If you work with customer feedback, you have probably already noticed this trend: more and more companies are analyzing text feedback with text analytics. What is text analytics and why is it so relevant in today’s world?
If you are in a big company with a large number of customers (or users), you most probably receive a lot of customer feedback: people write about their experiences, complain about the things that do not work and tell about the things they love.
Most companies collect feedback in some specific format, such as Net Promoter Score. Some companies use other metrics, such as Customer Effort Score or Customer Satisfaction. If you’re interested in the topic, check the full list of most popular CX metrics. These standard metrics include not only the number but also free text feedback revealing why your customers like or dislike you or your product. Feedback arrives in other forms as well: pure text sent via various channels directly to the company, comments on social media, reviews in application stores and online stores etc.
When your customer sends you their feedback, they expect it to be read. They expect to be treated individually and respectfully. They expect actions and communication. But it might be easier said than done – you might get a lot of feedback.
Many companies receive thousands of rows of feedback per day. And even if you received only some tens or hundreds of feedback items per day, you still don’t necessarily have the resources to read everything through and process it manually.
And there is another problem. Even if the feedback is read, it is not necessarily aggregated into leadership level in a way that would enable management decisions. Even if your customer service agent or customer insight analyst reads all the comments and even responds to them, do you know what decisions you need to make in the leadership team?
So, there is a problem.
Part of the problem results from the sheer volume of data. But the volume alone is not making the problem a very complex one. Instead, it is the unstructured nature of the data which makes it challenging to tackle with any traditional means of analytics. It is a challenge to find meaning in a data that is text-heavy.
This situation is where automated text analytics is brought in: it can help in sorting out the key topics talked about and reveal the general sentiment per topic.
What is Text analytics (Text Mining)?
…and why is it so relevant in the context of customer feedback analytics?
Text analytics includes a set of techniques that structure information arriving in text format— in this case, free text customer feedback.

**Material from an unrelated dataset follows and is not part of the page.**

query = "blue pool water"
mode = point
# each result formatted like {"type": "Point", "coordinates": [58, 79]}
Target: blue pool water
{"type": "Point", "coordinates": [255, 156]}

The purpose is to convert unstructured text into meaningful structured data to support business analysis and decision making. A topic analysis reveals topics that are most talked about.
Sentiment analysis involves analyzing subjective material and extracting attitudinal information. Simple sentiment analysis divides the sentiment into three buckets: a sentence can be positive, neutral or negative. Machine learning technologies can detect the degree of sentiment as well: if someone hates your product, the negative sentiment is stronger than if he just dislikes it. Similarly, if someone loves your customer service personnel, the positive sentiment is stronger than if they just feel it’s good.
If you do text analytics in the context of customer feedback, what you typically get is topic volumes and volume trends and a sentiment for each topic.
The analysis can e.g. reveal that in March 35% of the feedback was about your customer service personnel and 70% of that feedback was positive. The results can look like this:
If there is a lot of data, the categorization can be a very detailed one: instead of personnel the categories can separate customer support personnel from sales personnel or divide the feedback about personnel in comments about their behavior, knowledgeability, responsiveness etc.
Careful and well-implemented text analytics can easily reveal dozens of improvement ideas. Based on the text analytics you would know that the people talk negatively about your customer service response times, the info available on your website, the attitude of your sales personnel, the features of your latest product release etc.
But the management doesn’t care about all the 100 things that someone is complaining about.
They need to know what are the top-3 improvement needs. Which one should be tackled first? Is it important enough to justify the cost related?
Basic text analytics is helpful, but it is not enough. Frequencies and volumes (what is being talked about) do not fully reveal how important things are. Even if you know the sentiment (if the feedback is positive or negative) you still don’t know how important things are. Shortly, the results are not actionable.
Read more about the role of Artificial Intelligence in text analytics.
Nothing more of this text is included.